Si Moïse était voilé, quel autre prophète aurait pu se découvrir la face ? A sa suite, tous voilèrent donc leurs discours. Simultanément, ils annonçaient et voilaient ; ils présentaient leur message, et en même temps le recouvraient d'un voile... C'est parce que Jésus brillait dans leurs livres qu'un voile le dérobait aux yeux, voile qui proclame à tout l'univers que les paroles des Saintes Écritures ont un sens caché...
Notre Seigneur a soulevé ce voile lorsqu'il a expliqué les mystères à l'univers entier. Par sa venue, le Fils de Dieu a découvert le visage de Moïse voilé jusqu'alors, paroles inintelligibles. La nouvelle alliance est venue éclairer l'ancienne ; le monde peut enfin saisir ces paroles que plus rien ne recouvre. Le Seigneur, notre Soleil, s'est levé sur le monde et a illuminé toute créature ; mystère, énigmes sont enfin éclaircis. Le voile qui recouvrait les livres a été soulevé et le monde contemple le Fils de Dieu à visage découvert.
Homélie sur le voile de Moïse
rad., La Vie Spirituelle, t. 91 1954, p. 143-145 ;
cf Lire la Bible, coll. Migne n° 66)
« Venez au repas de noce »
Les femmes ne sont pas aussi étroitement unies à leurs maris que l'Eglise au Fils de Dieu. Quel autre époux que notre Seigneur est jamais mort pour son épouse, et quelle épouse a jamais choisi comme époux un crucifié ? Qui a jamais donné son sang en présent à son épouse, sinon celui qui est mort sur la croix et a scellé son union nuptiale par ses blessures ? Qui a-t-on jamais vu mort, gisant au banquet de ses noces, avec, à son côté, son épouse qui l'étreint pour être consolée ? A quelle autre fête, à quel autre banquet, a-t-on distribué aux convives, sous la forme du pain, le corps de l'époux ?
La mort sépare les épouses de leurs maris, mais ici elle unit l'Epouse à son Bien-aimé.
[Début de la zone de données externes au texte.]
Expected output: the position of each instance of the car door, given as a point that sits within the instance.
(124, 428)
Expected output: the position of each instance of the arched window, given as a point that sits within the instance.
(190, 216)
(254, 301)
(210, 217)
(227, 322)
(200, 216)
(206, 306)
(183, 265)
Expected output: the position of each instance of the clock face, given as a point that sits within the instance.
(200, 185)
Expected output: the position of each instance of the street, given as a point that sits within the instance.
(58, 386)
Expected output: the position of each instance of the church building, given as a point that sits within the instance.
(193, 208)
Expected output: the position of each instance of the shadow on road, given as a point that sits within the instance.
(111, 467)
Il est mort sur la croix, a laissé son corps à sa glorieuse Epouse, et maintenant, à sa table, chaque jour, elle le prend en nourriture… Elle s'en nourrit sous la forme du pain qu'elle mange et sous la forme du vin qu'elle boit, afin que le monde reconnaisse qu'ils ne sont plus deux, mais un seul.